LLM Fine Tuning

Mohammed Jassim Jasmin
Mar 18
2 min read

Updated: Mar 25

This is for machine with limited resources

Machine configuration

Processor: Intel Core i5 11400 @2.60 GHz * 12 RKL GT1 OS: Ubuntu 22.04

OS Type: 64 bit

RAM: 32 GiB

1. Choose a Lightweight LLM

Since your machine has limited resources (especially without a dedicated GPU), you should opt for smaller, more efficient models. Some good options include:

GPT-2 (small or medium): A smaller version of OpenAI's GPT-2.
DistilGPT-2: A distilled version of GPT-2, which is smaller and faster.
LLaMA (7B or smaller): Meta's LLaMA models are efficient, but even the 7B parameter model might be challenging to fine-tune on your machine.
GPT-Neo (125M or 350M): Smaller versions of GPT-Neo from EleutherAI.
Alpaca-LoRA: A fine-tuned version of LLaMA using Low-Rank Adaptation (LoRA), which is lightweight and efficient.

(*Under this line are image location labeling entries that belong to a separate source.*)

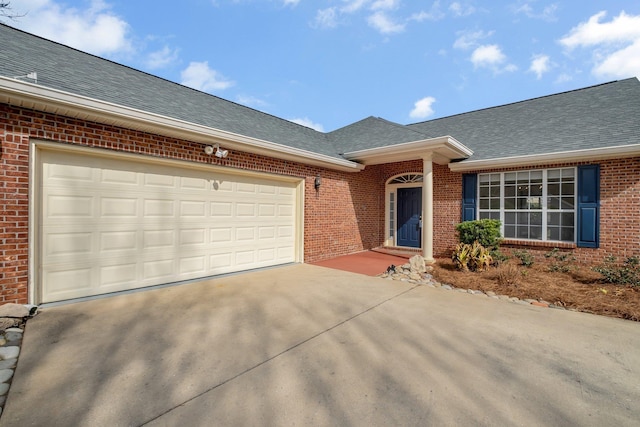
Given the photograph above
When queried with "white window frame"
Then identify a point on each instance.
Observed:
(545, 210)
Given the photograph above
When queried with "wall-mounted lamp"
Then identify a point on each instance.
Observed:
(215, 149)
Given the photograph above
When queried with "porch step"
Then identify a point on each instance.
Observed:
(400, 252)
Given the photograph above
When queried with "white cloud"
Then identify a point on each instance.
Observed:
(308, 123)
(459, 9)
(548, 13)
(325, 18)
(487, 55)
(540, 64)
(491, 56)
(162, 58)
(621, 63)
(353, 5)
(616, 44)
(434, 14)
(423, 108)
(95, 29)
(469, 39)
(385, 4)
(383, 23)
(199, 76)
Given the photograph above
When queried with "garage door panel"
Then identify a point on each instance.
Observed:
(110, 225)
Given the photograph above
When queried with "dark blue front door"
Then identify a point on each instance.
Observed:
(409, 213)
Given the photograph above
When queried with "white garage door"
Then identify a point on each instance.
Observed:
(109, 225)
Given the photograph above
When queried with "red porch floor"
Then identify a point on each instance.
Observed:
(370, 263)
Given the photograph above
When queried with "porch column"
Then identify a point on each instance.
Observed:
(427, 208)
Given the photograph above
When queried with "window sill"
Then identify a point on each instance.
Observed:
(559, 245)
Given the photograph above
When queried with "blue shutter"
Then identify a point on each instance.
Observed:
(589, 206)
(469, 196)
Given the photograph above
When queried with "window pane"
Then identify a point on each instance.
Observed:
(523, 218)
(536, 190)
(567, 203)
(535, 218)
(567, 189)
(510, 218)
(535, 203)
(553, 189)
(522, 203)
(535, 233)
(510, 203)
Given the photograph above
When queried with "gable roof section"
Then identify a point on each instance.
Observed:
(69, 71)
(598, 120)
(594, 119)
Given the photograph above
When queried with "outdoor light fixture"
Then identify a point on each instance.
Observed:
(215, 149)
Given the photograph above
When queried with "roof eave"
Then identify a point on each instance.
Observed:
(592, 154)
(442, 149)
(49, 100)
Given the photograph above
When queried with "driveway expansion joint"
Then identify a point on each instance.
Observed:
(283, 352)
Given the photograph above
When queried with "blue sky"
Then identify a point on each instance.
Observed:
(329, 63)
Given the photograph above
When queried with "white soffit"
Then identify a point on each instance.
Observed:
(622, 151)
(442, 151)
(40, 98)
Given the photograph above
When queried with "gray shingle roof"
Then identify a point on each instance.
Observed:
(599, 116)
(61, 67)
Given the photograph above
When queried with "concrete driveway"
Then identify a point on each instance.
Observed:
(307, 345)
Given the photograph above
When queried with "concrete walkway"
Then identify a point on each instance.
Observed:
(306, 345)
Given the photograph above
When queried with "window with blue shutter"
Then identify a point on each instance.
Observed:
(469, 196)
(588, 206)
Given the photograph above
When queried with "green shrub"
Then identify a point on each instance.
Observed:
(473, 257)
(484, 231)
(498, 256)
(561, 261)
(627, 273)
(525, 258)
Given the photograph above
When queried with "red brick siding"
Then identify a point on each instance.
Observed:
(346, 215)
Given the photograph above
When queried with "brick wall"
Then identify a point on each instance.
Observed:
(619, 211)
(346, 215)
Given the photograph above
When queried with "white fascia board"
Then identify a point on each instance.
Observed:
(591, 154)
(444, 149)
(33, 96)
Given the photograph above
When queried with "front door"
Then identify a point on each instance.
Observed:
(409, 217)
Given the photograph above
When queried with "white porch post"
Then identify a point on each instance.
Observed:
(427, 208)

2. Install Required Libraries

You'll need Python and some machine learning libraries. Install the following:

pip install torch transformers datasets accelerate

PyTorch: For model training and inference.
Transformers: Hugging Face's library for working with pre-trained models.
Datasets: For loading and preprocessing datasets.
Accelerate: To optimize training for CPU/GPU.

3. Load a Pre-trained Model

You can load a pre-trained model using Hugging Face's transformers library. For example:

from transformers import GPT2LMHeadModel, GPT2Tokenizer

# Load a small GPT-2 model
model_name = "gpt2"  # or "distilgpt2" for a smaller version
model = GPT2LMHeadModel.from_pretrained(model_name)
tokenizer = GPT2Tokenizer.from_pretrained(model_name)

4. Prepare Your Dataset

Fine-tuning requires a dataset in a format the model can understand. You can use Hugging Face's datasets library to load or create a dataset:

from datasets import load_dataset

# Load a dataset (or use your own)
dataset = load_dataset("wikitext", "wikitext-2-raw-v1")  # Example dataset

Tokenize the dataset:

def tokenize_function(examples):
    return tokenizer(examples["text"], padding="max_length", truncation=True)

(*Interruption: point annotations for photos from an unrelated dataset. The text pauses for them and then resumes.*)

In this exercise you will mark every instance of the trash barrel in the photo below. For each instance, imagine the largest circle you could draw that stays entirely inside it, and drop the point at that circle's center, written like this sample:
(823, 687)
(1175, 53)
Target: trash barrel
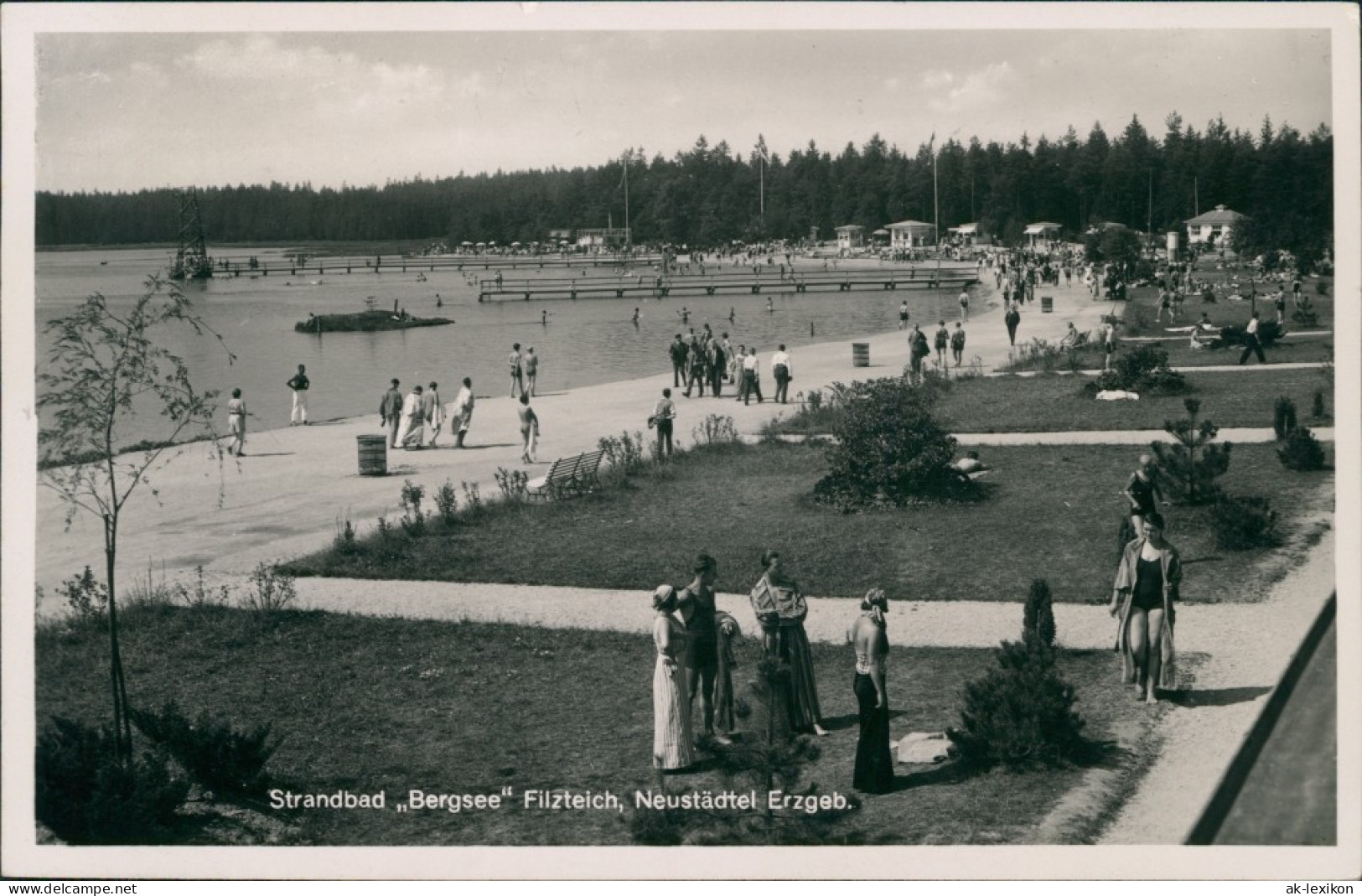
(374, 455)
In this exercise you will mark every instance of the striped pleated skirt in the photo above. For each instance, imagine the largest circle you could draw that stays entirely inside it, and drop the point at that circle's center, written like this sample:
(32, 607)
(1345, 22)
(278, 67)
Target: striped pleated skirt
(671, 738)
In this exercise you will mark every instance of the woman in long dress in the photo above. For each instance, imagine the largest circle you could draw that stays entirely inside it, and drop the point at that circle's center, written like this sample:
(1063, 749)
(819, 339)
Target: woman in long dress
(529, 429)
(673, 747)
(237, 424)
(1143, 597)
(780, 610)
(873, 759)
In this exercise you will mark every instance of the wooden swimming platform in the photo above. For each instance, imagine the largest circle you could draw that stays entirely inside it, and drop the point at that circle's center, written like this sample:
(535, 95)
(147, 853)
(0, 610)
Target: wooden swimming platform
(657, 286)
(428, 264)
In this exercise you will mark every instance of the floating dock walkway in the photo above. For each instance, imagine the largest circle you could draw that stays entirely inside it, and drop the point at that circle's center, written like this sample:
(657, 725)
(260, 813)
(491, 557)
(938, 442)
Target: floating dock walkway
(655, 286)
(428, 264)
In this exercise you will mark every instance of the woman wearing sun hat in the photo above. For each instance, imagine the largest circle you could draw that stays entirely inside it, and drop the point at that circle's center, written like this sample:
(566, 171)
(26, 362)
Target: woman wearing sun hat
(673, 747)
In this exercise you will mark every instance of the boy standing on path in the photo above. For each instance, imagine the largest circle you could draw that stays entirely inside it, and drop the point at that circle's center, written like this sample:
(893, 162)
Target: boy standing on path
(1251, 340)
(531, 370)
(697, 610)
(298, 383)
(514, 362)
(390, 412)
(782, 372)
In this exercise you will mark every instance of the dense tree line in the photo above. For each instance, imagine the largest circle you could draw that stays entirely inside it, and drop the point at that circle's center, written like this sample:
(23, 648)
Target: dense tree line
(707, 195)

tokenized_dataset = dataset.map(tokenize_function, batched=True)

5. Fine-Tune the Model

Fine-tuning on a CPU will be slow, but it's possible. Use Hugging Face's Trainer API:

from transformers import Trainer, TrainingArguments

training_args = TrainingArguments(
    output_dir="./results",
    per_device_train_batch_size=1,  # Reduce batch size for CPU
    num_train_epochs=1,  # Start with 1 epoch
    save_steps=10_000,
    save_total_limit=2,
    logging_dir="./logs",
    logging_steps=200,
)

trainer = Trainer(
    model=model,
    args=training_args,
    train_dataset=tokenized_dataset["train"],
    eval_dataset=tokenized_dataset["validation"],
)

trainer.train()

6. Optimise for CPU

You can use the accelerate library to optimise training for CPU:

accelerate config

Follow the prompts to configure your environment for CPU training. Then, use:

accelerate launch your_training_script.py

7. Consider Using LoRA or Adapters

If fine-tuning the entire model is too resource-intensive, consider using Low-Rank Adaptation (LoRA)or Adapters. These techniques allow you to fine-tune only a small part of the model, significantly reducing memory and compute requirements.

8. Monitor Performance

Keep an eye on your system's memory and CPU usage. If your machine runs out of RAM, you may need to:

Reduce the batch size.
Use a smaller model.
Use gradient checkpointing (enabled in TrainingArguments with gradient_checkpointing=True).

9. Inference

After fine-tuning, you can use the model for inference:

input_text = "Once upon a time"
input_ids = tokenizer.encode(input_text, return_tensors="pt")
output = model.generate(input_ids, max_length=50)
print(tokenizer.decode(output[0], skip_special_tokens=True))

10. Limitations

Speed: Training on a CPU will be slow. Fine-tuning even a small model like GPT-2 (125M) could take hours or days.
Memory: Your machine has limited RAM, so you may need to use smaller models or techniques like LoRA.
Scalability: For larger models or datasets, consider using cloud services like Google Colab, AWS, or Azure.

Alternative: Use a Pre-trained API

If fine-tuning locally is too resource-intensive, consider using APIs like OpenAI's GPT-3.5/4 or Hugging Face's Inference API, which allow you to fine-tune models in the cloud.